スズケン、AT&T/医療流通向け輸送管理ソリューション開発

2016年11月04日 

スズケンとAT&Tジャパンは11月4日、医療流通業界におけるIoTを活用した新たなソリューション開発に取り組むと発表した。

<医療流通向け輸送管理ソリューションの開発イメージ>
医療流通向け輸送管理ソリューションの開発イメージ

AT&Tが提供する輸送貨物の温度や衝撃、位置情報を可視化するデバイス「AT&T Cargo View with FlightSafe」、同製品の販売代理店であるユーピーアールが提供する、インターネット上で輸送状況を追跡できるシステム「World Keeper」に、スズケングループが持つ医薬流通のノウハウを組み合わせた、新たな輸送管理ソリューションを、スズケングループにおけるスペシャリティ医薬品の輸送に導入する。

今まで以上にメーカーや医療機関、保険薬局、患者さまにお役に立てる、スペシャリティ医薬品の流通における高品質で効率的な輸送管理体制が実現でき、高額医薬品や保冷医薬品の廃棄などの社会的コストの低減に貢献できるものと考えている。

今後、スズケングループ内でのIoT輸送管理ソリューションの展開だけでなく、IoTを活用したその他サービスの企画、開発に取り組んで行く。

AT&T Cargo View with FlightSafeは、そのうちCargo Viewが、世界約200か国にまたがるAT&Tのワイヤレス通信カバレッジを通じて、輸送貨物の温度や位置情報をリアルタイムにモニタリングし、貨物の管理品質と遅延と紛失のリスクを低減するソリューション。

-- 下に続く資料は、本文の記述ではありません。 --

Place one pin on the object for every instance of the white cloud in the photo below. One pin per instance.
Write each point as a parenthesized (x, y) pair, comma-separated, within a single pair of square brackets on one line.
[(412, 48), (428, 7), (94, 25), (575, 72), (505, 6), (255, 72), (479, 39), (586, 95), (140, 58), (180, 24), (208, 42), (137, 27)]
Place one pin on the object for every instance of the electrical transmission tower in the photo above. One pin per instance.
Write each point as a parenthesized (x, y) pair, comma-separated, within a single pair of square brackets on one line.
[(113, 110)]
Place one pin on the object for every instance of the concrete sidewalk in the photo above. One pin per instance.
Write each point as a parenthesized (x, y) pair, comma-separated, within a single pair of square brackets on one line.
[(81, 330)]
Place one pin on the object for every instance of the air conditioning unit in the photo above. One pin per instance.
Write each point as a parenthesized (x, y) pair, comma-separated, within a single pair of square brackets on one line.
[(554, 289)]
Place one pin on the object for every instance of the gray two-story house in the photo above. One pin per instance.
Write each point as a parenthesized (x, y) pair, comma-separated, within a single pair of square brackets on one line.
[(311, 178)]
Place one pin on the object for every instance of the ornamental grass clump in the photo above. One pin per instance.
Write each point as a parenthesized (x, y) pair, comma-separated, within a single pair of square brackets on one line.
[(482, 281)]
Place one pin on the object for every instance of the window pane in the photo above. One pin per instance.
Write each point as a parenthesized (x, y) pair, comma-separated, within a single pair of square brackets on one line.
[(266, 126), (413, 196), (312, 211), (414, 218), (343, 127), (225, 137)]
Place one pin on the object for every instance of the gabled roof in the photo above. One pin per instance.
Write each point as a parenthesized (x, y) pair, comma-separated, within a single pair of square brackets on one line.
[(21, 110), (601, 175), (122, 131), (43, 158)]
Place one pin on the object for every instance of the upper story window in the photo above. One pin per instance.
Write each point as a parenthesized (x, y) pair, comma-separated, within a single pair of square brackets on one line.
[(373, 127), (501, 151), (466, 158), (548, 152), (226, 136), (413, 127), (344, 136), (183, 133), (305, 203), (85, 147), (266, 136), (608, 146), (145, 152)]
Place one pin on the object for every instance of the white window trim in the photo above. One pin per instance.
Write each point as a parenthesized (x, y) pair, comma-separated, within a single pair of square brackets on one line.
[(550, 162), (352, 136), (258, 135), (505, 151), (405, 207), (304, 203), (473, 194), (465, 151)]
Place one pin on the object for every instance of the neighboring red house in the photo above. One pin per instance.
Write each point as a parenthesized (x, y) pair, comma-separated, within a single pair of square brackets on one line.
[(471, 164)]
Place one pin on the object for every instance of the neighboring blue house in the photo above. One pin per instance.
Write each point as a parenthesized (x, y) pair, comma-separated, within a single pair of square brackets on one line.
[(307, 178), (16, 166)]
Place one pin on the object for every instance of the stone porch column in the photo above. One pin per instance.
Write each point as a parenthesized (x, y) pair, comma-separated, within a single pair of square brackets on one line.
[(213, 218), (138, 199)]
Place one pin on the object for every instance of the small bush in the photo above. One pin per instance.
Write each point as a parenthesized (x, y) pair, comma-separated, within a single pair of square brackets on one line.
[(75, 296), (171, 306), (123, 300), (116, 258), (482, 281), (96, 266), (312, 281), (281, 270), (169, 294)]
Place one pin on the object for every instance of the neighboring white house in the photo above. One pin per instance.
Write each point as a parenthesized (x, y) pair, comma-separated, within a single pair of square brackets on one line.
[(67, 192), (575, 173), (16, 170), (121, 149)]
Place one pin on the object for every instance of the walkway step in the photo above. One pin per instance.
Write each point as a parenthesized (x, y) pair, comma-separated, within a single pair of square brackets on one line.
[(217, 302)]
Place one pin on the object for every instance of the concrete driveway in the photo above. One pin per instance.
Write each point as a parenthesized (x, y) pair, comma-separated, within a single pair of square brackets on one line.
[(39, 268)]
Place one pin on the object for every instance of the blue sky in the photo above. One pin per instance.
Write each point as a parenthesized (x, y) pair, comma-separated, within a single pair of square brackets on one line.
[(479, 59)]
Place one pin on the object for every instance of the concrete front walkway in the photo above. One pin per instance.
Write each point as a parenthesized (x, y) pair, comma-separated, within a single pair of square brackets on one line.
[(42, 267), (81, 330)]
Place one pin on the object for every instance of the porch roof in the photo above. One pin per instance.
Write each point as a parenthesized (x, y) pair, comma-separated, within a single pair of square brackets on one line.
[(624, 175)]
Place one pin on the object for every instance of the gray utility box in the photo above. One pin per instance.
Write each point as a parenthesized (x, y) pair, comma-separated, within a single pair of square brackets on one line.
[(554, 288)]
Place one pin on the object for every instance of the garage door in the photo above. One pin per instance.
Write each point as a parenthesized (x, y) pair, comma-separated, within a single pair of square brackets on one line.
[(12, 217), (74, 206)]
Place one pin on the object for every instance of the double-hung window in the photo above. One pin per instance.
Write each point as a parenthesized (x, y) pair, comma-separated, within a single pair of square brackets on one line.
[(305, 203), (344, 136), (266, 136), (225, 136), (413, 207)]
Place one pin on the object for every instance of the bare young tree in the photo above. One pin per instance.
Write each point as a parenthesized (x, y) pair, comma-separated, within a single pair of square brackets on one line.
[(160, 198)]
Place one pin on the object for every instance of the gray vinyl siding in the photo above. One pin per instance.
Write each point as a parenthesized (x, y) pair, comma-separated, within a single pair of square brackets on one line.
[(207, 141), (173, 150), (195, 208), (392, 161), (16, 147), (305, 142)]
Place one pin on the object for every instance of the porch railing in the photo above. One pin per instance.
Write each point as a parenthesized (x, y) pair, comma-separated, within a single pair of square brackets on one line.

物流会社は、これらのデータを中長期的に分析することで、サプライチェーンの最適化と輸送効率の向上を図ることができる。

FlightSafeにより、飛行機の離着陸、飛行中に発信が許されていない電波を自動的に停止することが可能。

ユーピーアールの貨物追跡システム「world Keeper」は、端末をトラックや配送品に取り付けるだけで、インターネット上で位置や温度、衝撃情報を追跡できるシステム。

医療業界では、抗悪性腫瘍剤や血友病治療剤、血漿製剤やアルブミン製剤、自己免疫治療剤、ワクチン、希少疾病治療剤などの高額で厳格な流通管理が求められる医薬品(以
下、スペシャリティ医薬品)の流通が増加している。

それに伴い、輸送状況を可視化し、その品質を担保することで、より高品質で効率的なスペシャリティ医薬品の輸送を実現する、新たなソリューションが求められていた。

このような課題の解決に向け、医療流通プラットフォームの強化に取り組むスズケングループと、IoTプラットフォームの充実に取り組むAT&Tが共同して、グローバルなIoT技術を活用した新たな輸送管理ソリューションの開発に取り組んでいく。